Blog: Dean BestScepticism over UK coalition health policy is unsurprising

Dean Best | 1 December 2010

The UK coalition government has outlined how it believes to the nation's health can be improved - and the role of industry is both at the heart of the proposals and the focus of criticism of the plans.

Parts of the Healthy Lives, Healthy People White Paper were leaked a fortnight ago but the publication of the policy document has made national headlines here again over the last 24 hours.

A key plank of the proposals is the coalition's plan to work "collaboratively" with the food industry through a "public health responsibility deal".

The so-called "deal" will be put into action through five "networks" between government, business and the voluntary sector that will focus on food, alcohol, physical activity, health at work and what the Paper calls "behaviour change".

Details are sketchy but get past the clunky government-speak and the first possible fruits of that collaboration with industry have emerged.

Next year, for instance, there will be an announcement on another set of guidelines on the reformulation of salt in food.

The White Paper said the "deal" would also develop the Change4Life campaign - the last UK government's push to promote a healthier diet - through something called the "Great Swapathon", which will provide GBP250m (US$390m) in vouchers to make it easier for us to make "healthy lifestyle choices".

In short, Health Secretary Andrew Lansley and the coalition wants to "nudge" us to eat a balanced diet, take more exercise and drink less alcohol.

Nudging, less nannying and more "networks" with business will help the UK citizen become healthier, so the theory goes.

Campaigners, however, are sceptical whether the plans will work and critical of the coalition's light touch with industry. When the proposal for the "networks" was leaked two weeks ago, both the Children's Food Campaign and the National Obesity Forum expressed concern about the involvement of industry in formulating policy.
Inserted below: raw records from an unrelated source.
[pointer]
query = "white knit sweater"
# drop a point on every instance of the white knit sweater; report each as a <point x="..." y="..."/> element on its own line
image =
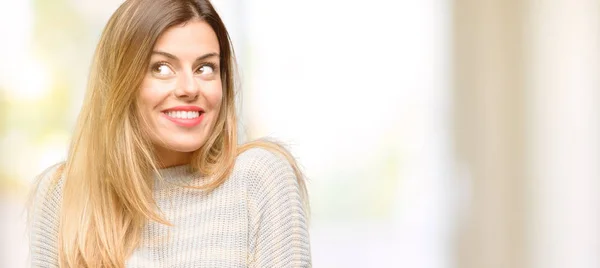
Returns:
<point x="254" y="219"/>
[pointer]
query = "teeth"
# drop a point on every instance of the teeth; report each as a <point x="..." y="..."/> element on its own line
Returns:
<point x="183" y="114"/>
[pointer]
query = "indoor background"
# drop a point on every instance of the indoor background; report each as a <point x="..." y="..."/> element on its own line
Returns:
<point x="434" y="133"/>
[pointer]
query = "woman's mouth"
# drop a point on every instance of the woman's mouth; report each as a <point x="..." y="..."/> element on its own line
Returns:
<point x="188" y="117"/>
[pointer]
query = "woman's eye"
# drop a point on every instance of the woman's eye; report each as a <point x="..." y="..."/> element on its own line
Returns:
<point x="162" y="70"/>
<point x="206" y="69"/>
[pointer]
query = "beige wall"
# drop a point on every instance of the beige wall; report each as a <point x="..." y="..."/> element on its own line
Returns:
<point x="527" y="116"/>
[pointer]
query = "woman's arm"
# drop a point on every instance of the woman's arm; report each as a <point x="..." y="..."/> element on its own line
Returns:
<point x="278" y="229"/>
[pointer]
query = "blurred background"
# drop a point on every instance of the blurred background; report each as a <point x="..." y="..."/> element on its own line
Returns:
<point x="435" y="133"/>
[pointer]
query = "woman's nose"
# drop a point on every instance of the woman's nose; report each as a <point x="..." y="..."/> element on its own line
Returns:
<point x="188" y="87"/>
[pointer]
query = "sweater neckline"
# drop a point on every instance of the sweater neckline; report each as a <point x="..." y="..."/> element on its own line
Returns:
<point x="180" y="173"/>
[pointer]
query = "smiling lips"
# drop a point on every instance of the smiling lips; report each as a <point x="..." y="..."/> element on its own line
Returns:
<point x="185" y="116"/>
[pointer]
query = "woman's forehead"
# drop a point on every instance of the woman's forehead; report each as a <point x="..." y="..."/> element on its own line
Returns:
<point x="191" y="39"/>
Of course, regulation is anathema to the Conservative Party. To expect the Conservative-led coalition to legislate on public health would be naive.

However, many of the great advances in improving public health in the UK have required state intervention and campaigners believe there is unlikely to be much improvement from mere 'nudging'.

What's more, some of the coalition's other recent policy pronouncements are causing health campaigners concern. Severe cuts to the school sports budget will hardly help UK children lead an active lifestyle (It has emerged today, however, that Prime Minister David Cameron, who has been in Zurich to help England's bid top host the 2018 football World Cup, has told Education Secretary Michael Gove to think again).

Nevertheless, scepticism over the coalition's public health policy is growing - and the focus over the role of industry will continue to mount.